Y, por último, los supuestos cobros ilegales por impartir una serie de conferencias en distintos países de América, que en realidad no cobró él sino las Universidades en las que fueron impartidas.
Creo que ya está, pero debería tirar de hemeroteca para comprobarlo, porque parece que, últimamente, a este hombre le ha tocado jugar el papel de "perro flaco".
Pues bien, una vez introducido el tema, no me queda más opción que desarrollar de forma esquemática mi opinión al respecto. Y lo haré así porque se trata de un asunto complejo y de gran calado moral, legal, social y político.
Desengañémonos, es evidente que Garzón, como casi todos, tiene luces y sombras. Y no seré yo quien se erija en su máxima, absoluta e incondicional defensora. Sé que en muchas ocasiones se ha equivocado, sea en las formas o en el fondo. Su personalidad exhibicionista no me atrae demasiado. Pero creo que lo más importante en todas las polémicas en que este juez-magistrado se ve involucrado es saber dilucidar qué es lo más importante para cada uno de nosotros: la Justicia Material o la mera Justicia formal. Y créanme, tengo mi opinión al respecto, y encontraré la ocasión para exponerla detenidamente, pero ahora me limitaré a comentar, y lean bien, me limitaré a comentar que, PESE A TODO, soy plenamente consciente de que vivimos en un Estado de Derecho. Pese a todo, y con todo lo que ello implica. Razón por la que siempre he tenido un gran dilema moral y filosófico, porque hace mucho que me di cuenta de que demasiados formalismos limitan las posibilidades de una Justicia efectiva, real , 'Natural', pero la ausencia de éstos también pueden conducir a la vulneración de demasiados derechos, y consecuentemente hacer de la búsqueda de la verdad una total injusticia.
Lo ideal, a nadie se le escapa, sería lograr el perfecto equilibrio entre ambos extremos, pero me temo que eso es imposible, y siempre se produce una declinación de uno respecto del otro.
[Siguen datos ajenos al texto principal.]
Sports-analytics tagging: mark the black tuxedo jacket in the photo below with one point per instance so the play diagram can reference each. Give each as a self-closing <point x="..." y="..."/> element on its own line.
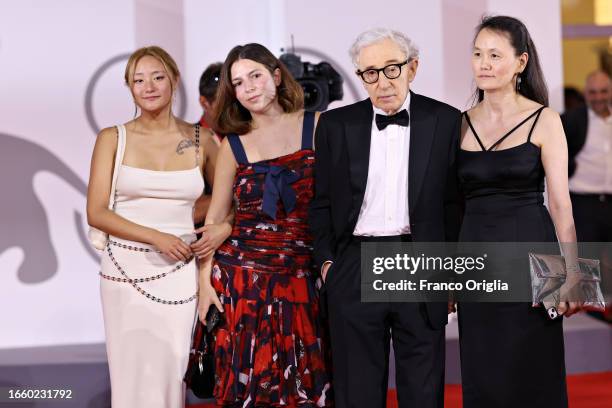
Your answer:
<point x="575" y="124"/>
<point x="342" y="142"/>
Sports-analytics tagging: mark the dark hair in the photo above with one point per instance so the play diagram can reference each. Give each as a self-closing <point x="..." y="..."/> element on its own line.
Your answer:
<point x="230" y="116"/>
<point x="532" y="86"/>
<point x="209" y="81"/>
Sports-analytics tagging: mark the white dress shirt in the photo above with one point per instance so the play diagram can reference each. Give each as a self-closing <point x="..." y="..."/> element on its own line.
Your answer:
<point x="384" y="210"/>
<point x="593" y="173"/>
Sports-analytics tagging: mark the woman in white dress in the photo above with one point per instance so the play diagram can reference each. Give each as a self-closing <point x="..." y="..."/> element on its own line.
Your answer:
<point x="149" y="275"/>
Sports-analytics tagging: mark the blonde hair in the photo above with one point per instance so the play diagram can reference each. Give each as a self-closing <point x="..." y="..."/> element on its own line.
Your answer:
<point x="158" y="53"/>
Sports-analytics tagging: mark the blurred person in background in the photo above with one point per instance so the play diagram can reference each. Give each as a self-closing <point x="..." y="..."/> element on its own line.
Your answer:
<point x="589" y="139"/>
<point x="209" y="82"/>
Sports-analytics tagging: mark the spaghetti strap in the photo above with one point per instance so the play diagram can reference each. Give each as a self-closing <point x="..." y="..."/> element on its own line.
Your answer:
<point x="467" y="117"/>
<point x="307" y="129"/>
<point x="516" y="127"/>
<point x="534" y="122"/>
<point x="237" y="148"/>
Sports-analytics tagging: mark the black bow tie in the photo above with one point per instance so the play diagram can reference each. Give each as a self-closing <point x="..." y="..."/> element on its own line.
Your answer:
<point x="401" y="118"/>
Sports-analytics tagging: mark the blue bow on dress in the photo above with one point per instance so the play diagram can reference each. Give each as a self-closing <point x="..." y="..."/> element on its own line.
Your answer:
<point x="277" y="184"/>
No hay soluciones absolutas, porque no hay una Justicia absoluta. Cada ser humano tiene su peculiar valoración de los hechos y de los principios, y no hay posibilidad alguna de aunar entendimientos, por tanto no hay posibilidad alguna de saber, ni siquiera en cada caso concreto, cuál de las posibles soluciones es la verdaderamente justa.
Por tanto, en el caso de Garzón, yo sí tengo mi propia idea de lo que sería más justo, PESE A TODO, pero sé de un buen puñado de ciudadanos de este país que estarán en desacuerdo conmigo. Algo tendrán que temer.
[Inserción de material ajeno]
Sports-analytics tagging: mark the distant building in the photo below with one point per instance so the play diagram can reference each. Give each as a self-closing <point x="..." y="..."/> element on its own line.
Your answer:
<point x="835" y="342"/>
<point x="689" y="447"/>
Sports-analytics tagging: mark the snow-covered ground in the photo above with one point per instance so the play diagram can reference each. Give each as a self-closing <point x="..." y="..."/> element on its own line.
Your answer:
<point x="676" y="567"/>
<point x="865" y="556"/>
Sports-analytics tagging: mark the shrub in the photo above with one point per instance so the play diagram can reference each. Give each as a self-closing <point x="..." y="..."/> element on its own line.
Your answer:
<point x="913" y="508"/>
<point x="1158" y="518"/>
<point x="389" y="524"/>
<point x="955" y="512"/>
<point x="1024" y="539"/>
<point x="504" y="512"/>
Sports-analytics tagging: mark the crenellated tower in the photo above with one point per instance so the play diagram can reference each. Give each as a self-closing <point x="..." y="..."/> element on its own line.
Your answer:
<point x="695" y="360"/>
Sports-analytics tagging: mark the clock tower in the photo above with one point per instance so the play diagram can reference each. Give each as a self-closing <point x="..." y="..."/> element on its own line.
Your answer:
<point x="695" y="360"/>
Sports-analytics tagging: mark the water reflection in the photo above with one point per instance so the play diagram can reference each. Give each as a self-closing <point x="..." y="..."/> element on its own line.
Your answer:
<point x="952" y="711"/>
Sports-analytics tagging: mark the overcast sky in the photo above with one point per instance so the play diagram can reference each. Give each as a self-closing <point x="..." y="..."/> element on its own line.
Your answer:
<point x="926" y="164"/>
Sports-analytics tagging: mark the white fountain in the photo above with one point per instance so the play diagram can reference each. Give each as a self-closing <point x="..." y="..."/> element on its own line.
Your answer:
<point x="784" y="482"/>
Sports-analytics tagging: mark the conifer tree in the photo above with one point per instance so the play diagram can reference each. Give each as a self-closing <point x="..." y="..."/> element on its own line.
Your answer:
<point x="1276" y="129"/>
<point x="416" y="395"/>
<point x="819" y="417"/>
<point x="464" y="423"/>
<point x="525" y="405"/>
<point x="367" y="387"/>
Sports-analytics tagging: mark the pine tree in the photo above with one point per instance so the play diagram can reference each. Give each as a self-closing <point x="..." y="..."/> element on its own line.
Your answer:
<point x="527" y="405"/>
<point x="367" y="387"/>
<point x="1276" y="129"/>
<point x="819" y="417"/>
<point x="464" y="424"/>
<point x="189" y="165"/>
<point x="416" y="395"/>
Me despido con el refranero: "No la hagas, no la temas". Y apostillo: después de hecha, tendrás que apechugar con las consecuencias.
La Historia es una moneda que ha de acuñarse por ambas caras. No creo en el revanchismo, ni lo defiendo, pero sí creo en la Justicia y en el derecho a saber la verdad y no hablo sólo de un derecho de víctimas y familiares, sino de un derecho de toda la sociedad española, de toda la comunidad internacional.